He was a reticent, I could tell. He demonstrated a subtle kind of panache, a cool sort of sobriety, sitting a row above the group of chattering maestros engulfing two American girls.
Jess and I had landed in the heart of South America with little more than a touchy four wheeler, two battered suitcases and a bag of foreign coins. And finding ourselves at a local soccer match with new friends, in an exotic, mountainous village 200 miles into a thick, lush rainforest, we swore we had found paradise.
They were teaching us the rules, speaking rapidly in heightened animation. With each phrase we mimicked came an ejaculated si, si from our new friends. Phones were passed hand to hand, pics snapped absent-mindedly, and an intermittent cheer for the goalie.
Words, it became clear, were useless — unnecessary, even. We resorted to other means of communication: hand motions, gestures, a game of charades and a repeated vamos, a word that had come to encompass so many more meanings: yes. now. go. act. move. pursue. ascend. fly.
He was taller than the others and, I presumed, older. He stood apart, speaking only when probed for a translation. He knew english, and had overheard Jess and I when we assumed ourselves beneath the guise of a language barrier.
The way he knew the words both sides needed to communicate but withheld them, gave him an ascribed sort of power, an esteem among the others. Something about that, his insinuating silence, captured my intrigue. I had to make him out.
I entreated delicately: an imploring question — direct, yet subtle. He returned. It became an inquisition: a play of the cards. my draw, then his. a move and a response.
They wanted to treat us to our last night in Monteverde, they said, as we stepped away from the arena. We followed. He kickstarted his bike, calling my name. I jumped on and we flew across the bumpy road of that small, uncharted rainforest.
I could see the pull of his veins as he held the handlebars of the old motorcycle with familiarity. He weaved in and out of jungle terrain, flying past large, wet foliage and ducking beneath low-hanging bunches of bananas. I lifted my eyes to see a sky full of stars, splattered across the sky like diamonds unstrung. He eased off the gas and I brought my arms outward.
As he put on the brakes and I beheld a view that made my pulse quicken. There, at the peak of Monteverde, a panorama of a magnanimous jungle stood before me, cocooning the distant chattering of monkeys and whoops of playful birds below the settling mist. A dense, humid wilderness wild with life, with a pulse, its own heartbeat.
The top of the world, he said easily.
How loosely rang the rhythmic cadence of his tongue in the presence of his own, but here words were sparse and chosen with care, as if the telling itself would cheapen all that the silence suggested.
Words were unconfined by the jurisdiction of a definition, each infused with new meanings and connotations that challenged the mediocrity of commonplace words. Lacking access to verbal communication made it so much the more tantalizing. We were fraught with the need to share, to tell, to let loose the billowing surge of something from within.

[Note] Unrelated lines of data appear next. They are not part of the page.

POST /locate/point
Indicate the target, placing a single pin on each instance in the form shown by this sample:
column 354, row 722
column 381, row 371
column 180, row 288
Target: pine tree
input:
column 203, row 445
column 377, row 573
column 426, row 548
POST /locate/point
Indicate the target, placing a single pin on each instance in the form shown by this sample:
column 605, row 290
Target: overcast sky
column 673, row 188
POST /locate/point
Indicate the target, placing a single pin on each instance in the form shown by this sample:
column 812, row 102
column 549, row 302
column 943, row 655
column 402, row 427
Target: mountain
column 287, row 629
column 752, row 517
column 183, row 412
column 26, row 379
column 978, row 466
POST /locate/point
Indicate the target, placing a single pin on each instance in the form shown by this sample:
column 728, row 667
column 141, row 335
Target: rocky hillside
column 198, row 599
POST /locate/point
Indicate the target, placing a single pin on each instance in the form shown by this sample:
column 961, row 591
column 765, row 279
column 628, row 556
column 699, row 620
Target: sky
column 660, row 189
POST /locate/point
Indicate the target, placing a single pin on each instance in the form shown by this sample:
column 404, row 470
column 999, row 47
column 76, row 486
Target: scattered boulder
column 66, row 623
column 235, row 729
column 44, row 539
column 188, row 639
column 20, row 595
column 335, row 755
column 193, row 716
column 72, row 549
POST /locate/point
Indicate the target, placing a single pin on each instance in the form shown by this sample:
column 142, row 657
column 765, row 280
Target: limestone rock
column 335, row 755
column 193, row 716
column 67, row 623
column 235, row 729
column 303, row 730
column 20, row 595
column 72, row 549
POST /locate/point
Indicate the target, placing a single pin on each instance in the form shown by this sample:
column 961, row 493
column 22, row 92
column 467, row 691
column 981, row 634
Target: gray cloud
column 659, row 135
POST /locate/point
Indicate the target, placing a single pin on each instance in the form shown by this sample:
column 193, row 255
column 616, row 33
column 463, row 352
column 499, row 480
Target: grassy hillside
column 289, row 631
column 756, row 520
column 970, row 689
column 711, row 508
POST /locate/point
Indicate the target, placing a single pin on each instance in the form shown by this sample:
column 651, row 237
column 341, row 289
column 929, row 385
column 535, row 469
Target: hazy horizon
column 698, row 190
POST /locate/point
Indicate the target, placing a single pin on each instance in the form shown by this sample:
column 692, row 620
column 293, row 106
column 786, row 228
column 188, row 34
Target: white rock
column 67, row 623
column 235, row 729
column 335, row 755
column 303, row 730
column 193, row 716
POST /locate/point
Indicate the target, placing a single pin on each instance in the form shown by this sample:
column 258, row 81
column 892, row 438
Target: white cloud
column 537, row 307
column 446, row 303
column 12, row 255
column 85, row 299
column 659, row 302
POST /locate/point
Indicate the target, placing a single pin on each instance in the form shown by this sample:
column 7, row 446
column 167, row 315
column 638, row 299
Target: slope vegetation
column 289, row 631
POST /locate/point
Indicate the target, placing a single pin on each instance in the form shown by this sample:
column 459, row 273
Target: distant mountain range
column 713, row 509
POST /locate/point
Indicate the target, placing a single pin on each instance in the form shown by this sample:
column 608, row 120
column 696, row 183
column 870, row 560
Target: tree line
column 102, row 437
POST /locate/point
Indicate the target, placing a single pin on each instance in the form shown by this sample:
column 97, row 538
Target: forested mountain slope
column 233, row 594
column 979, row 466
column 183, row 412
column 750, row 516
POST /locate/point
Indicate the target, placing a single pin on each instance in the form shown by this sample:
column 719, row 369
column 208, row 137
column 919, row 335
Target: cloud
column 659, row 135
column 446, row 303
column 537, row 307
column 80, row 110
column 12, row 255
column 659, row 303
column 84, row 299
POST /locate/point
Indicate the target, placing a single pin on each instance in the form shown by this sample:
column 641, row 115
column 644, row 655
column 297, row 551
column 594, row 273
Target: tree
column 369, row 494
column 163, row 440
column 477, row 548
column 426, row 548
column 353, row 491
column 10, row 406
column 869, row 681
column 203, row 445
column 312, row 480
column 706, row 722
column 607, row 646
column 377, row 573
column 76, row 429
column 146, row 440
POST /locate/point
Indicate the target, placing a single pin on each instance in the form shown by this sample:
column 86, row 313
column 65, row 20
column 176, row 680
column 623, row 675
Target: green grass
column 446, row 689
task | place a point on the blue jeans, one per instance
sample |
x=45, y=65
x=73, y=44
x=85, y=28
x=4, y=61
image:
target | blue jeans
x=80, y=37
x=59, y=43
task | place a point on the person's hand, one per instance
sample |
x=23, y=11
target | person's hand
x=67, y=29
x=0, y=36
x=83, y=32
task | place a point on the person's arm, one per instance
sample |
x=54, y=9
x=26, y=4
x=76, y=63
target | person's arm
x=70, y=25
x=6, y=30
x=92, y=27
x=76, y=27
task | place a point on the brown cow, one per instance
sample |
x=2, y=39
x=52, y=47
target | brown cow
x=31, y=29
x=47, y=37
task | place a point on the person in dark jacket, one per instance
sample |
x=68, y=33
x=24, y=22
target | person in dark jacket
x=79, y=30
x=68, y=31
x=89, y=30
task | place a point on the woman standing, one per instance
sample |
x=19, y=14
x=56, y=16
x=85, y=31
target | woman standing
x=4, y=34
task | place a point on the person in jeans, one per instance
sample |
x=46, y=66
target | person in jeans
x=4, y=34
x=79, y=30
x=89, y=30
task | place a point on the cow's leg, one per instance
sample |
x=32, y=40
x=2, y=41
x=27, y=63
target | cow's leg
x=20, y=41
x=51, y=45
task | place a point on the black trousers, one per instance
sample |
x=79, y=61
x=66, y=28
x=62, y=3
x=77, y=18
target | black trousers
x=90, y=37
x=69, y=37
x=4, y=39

I told him I didn't want to leave this place. He said he never intends to. And there in the silence, I laughed. Then he laughed. There was no reason. No witty aphorism or comical remark to warrant it, but there we were snickering into the vast magical darkness purely as a release of uncontainable awe amid such splendor.
Perhaps the impermanence of it made it all the more magical. And I fell all over again, for not a man but a people on this night in which so much was said, but so little was spoken.